Düşüncelerimin tümünü bir araya getirmem lazım. Lakin bu eser adına ne yazılsa eksik kalacaktır.
Kısa bir anlığına da olsa sanatın insanlar için olduğunu varsayalım. Tıpkı dünyadaki diğer tüm güzelliklerin olduğu gibi. Toplumun her bireyi için. Kültürü bozuk, doğayı kendine cephe almış, savaşan, katleden, oluşturduğu her şeyi kendi eliyle yıkan insanlardan bahsediyorum. Yani sanat, korkunç bir uyumsuzluk edinmiş bu insanlara armağan. Peki ya sanatçı? Sanatçı sanatından utanır. Kendisine bahşedilmiş ilahi esin kaynağını kullanmanın anlamsızlığını hisseder böylesine yozlaşmış bir dünyada.
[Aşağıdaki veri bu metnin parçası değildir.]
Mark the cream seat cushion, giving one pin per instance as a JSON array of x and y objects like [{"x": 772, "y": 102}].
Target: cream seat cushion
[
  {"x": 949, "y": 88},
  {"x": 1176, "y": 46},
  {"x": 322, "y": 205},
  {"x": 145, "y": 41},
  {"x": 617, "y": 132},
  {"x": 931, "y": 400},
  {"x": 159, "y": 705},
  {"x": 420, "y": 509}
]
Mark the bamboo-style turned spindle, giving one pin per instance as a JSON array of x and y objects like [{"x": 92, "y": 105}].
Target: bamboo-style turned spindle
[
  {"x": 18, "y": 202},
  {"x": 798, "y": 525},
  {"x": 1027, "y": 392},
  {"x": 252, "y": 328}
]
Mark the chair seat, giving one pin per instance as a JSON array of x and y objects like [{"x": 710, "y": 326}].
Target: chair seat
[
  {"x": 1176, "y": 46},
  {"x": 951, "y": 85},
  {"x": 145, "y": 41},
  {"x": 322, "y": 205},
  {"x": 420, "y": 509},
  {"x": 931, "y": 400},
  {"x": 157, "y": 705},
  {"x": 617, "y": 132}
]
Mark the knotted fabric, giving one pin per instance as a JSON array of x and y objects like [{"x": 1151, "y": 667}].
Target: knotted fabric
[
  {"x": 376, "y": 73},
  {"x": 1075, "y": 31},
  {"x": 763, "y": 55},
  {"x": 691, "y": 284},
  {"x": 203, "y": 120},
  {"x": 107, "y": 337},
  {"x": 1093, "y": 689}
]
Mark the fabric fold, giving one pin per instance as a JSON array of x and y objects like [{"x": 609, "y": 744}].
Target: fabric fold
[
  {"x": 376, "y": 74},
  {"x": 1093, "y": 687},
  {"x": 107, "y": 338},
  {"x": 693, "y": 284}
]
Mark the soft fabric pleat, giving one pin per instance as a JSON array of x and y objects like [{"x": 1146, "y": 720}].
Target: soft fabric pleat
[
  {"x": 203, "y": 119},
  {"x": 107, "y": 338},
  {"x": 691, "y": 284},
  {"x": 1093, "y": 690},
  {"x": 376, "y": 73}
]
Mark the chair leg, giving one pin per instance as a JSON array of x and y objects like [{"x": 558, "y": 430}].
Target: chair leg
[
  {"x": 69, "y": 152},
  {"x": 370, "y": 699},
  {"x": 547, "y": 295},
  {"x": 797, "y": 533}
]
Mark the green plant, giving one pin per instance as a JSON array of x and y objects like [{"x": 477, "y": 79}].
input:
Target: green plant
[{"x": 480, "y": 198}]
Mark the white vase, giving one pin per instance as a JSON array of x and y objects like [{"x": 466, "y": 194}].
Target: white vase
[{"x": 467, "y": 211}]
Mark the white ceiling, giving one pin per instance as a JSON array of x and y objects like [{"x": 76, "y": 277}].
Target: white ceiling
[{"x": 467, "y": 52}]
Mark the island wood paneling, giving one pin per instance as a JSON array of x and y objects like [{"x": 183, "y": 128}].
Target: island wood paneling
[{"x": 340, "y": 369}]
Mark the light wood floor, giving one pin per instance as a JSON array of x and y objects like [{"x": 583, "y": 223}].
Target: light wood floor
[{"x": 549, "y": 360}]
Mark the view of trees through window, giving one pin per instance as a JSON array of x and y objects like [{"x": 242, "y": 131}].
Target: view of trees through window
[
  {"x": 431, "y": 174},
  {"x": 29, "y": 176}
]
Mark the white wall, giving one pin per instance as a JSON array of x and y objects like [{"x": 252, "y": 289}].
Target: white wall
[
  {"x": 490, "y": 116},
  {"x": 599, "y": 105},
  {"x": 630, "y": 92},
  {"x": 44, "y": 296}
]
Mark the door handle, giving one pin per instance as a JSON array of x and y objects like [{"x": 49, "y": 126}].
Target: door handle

Yaşadığımız bu yer fazlasıyla kötülük dolu. Kimin için bu görkemli mabetler? Sanatçı için güzeli yaratma tutkusu niye!
”Dünyayı dolaşınız; duvarsız, edebiyatsız, yasasız, servetsiz kentler bulacaksınız; Fakat mabutsuz ve mabetsiz kentler bulamayacaksınız.”
Hayatı mabetlerde geçmiş biri Rublev. Dönemin en gözde ikon ressamlarından. Namı onun önünde, sonsuz bir ilhamla işliyor sanatını. Sonra bir duraksama, bir durgunluk. Hayata tanıklık ediyor en sert haliyle. İnsanlara, maruz kalınan kötülüklere, savaşlara, kıskançlığa ve gözleri kör edercesine güçlü kibre. O zaman düşünmeden edemiyor. Kimin için bunca sanat? Kimin için bunca dua? Bir şeyler yanlış, göründüğü gibi değil. Çünkü tanık olduğu şeyler kendine bile söylemeye cesaret edemediği duygularını açığa çıkarıyor. “Yarım vaatlerin ve görülmeyen mucizelerin ardına saklanmış Tanrı’ya sırtını dönmek istiyor” işte o zaman. Vazgeçiyor sanatından, kirletiyor duvarları. Amansız bir sessizliğe bürünüyor.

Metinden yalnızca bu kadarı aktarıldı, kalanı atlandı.